Local dance studios follow COVID-19 protocols in order to perform

Local News

VESTAVIA HILLS, Ala. (WIAT) — Throughout the COVID-19 pandemic, athletes and artists have adjusted to the new normal, including dancers.

Dance studios across the country are implementing plenty of COVID-19 protocols, like performers wearing masks at all times and social distancing in the studio. Encore Performance Company in Vestavia Hills won’t allow parents inside the studio; they have to wait outside the building for their children.

Most, if not all, students and dancers don’t mind to follow the safety measures at the moment because they are willing to do anything to keep dancing.

“We would do anything to get back in the studio. To have everyone back together dancing,” student Arden Haynes said.

Dalana Moore, owner of Encore, said they also deep clean all of the surfaces throughout the day.

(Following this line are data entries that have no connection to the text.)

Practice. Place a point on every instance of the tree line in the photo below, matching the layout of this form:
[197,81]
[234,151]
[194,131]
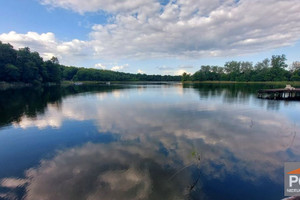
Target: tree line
[274,69]
[29,67]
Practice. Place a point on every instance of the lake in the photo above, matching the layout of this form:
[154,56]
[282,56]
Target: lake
[145,141]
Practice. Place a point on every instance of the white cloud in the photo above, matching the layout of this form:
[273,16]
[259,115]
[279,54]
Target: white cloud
[47,45]
[180,29]
[97,5]
[100,66]
[185,29]
[119,67]
[141,71]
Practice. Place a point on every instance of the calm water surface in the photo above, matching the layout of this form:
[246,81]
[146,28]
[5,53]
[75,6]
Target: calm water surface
[165,141]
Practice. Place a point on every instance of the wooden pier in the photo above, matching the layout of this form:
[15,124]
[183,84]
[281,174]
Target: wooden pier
[287,93]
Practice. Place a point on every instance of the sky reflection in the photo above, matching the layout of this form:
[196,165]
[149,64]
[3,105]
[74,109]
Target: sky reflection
[170,145]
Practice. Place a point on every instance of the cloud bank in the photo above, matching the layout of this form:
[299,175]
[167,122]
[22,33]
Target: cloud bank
[181,29]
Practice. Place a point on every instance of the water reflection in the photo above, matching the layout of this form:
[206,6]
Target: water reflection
[170,145]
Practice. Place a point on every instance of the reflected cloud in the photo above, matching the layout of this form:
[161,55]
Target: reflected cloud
[97,171]
[158,137]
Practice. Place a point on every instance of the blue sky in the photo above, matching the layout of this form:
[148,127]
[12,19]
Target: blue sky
[154,37]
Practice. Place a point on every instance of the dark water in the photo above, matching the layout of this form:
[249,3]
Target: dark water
[145,142]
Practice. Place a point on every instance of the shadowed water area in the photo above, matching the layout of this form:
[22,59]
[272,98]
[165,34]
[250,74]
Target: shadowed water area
[145,141]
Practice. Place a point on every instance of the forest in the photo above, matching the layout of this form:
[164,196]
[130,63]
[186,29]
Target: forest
[274,69]
[29,67]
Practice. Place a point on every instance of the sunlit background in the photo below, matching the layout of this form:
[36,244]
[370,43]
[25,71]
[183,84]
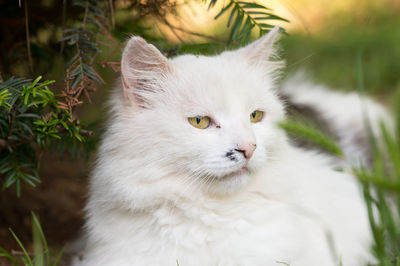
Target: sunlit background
[329,40]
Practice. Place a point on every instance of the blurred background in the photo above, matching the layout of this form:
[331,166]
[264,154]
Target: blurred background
[330,40]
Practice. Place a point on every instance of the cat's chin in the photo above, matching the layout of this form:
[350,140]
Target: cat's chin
[241,173]
[230,183]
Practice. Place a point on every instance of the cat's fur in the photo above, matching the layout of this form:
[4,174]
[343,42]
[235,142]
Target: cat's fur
[163,191]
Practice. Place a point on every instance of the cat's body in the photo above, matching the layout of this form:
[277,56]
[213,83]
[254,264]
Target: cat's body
[234,193]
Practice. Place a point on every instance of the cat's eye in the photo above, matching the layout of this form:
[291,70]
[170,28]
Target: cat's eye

“We have like special steamers. We steam all the dance bags as they put them down in class,” Moore said.

One tough adjustment has been water breaks. Since dances aren’t allowed to take their masks off, they have to go outside to get a drink.

“They get tired and they want to, you know, need to breathe and drink water. And so, we don’t allow them to take off their masks for water even,” Moore said.

Moore believes the adjustments have made her students stronger dancers. Recently, they competed in Nashville and won.

Though attendance was limited, Moore said performing again meant the world to her and the students.

“To be able to like have something like last year we never thought we’d have again, it was kind of like a win for us,” Haynes said.

Haynes said dancing is a form of expression.

“When other people may not understand me, I feel like that is some of the best ways for me to express how I feel,” Haynes said.

She said dance is much needed during a tough year.

“You got to express all of the anger you had from the pandemic happening. You express it through the movement,” Haynes said.

After this year, everyone at Encore believes the arts can survive anything.

“That hard work you put in the studio, you can’t take that away. And that’s what it’s really all about,” Moore said.

“It’s always going to be alive. No one is ever going to be like I’m going to forget about dance and music, and the movement or how it makes you feel watching it or doing it,” Haynes said.

Moore said there have been no reported cases throughout the pandemic; they plan to continue to follow all guidelines until the end.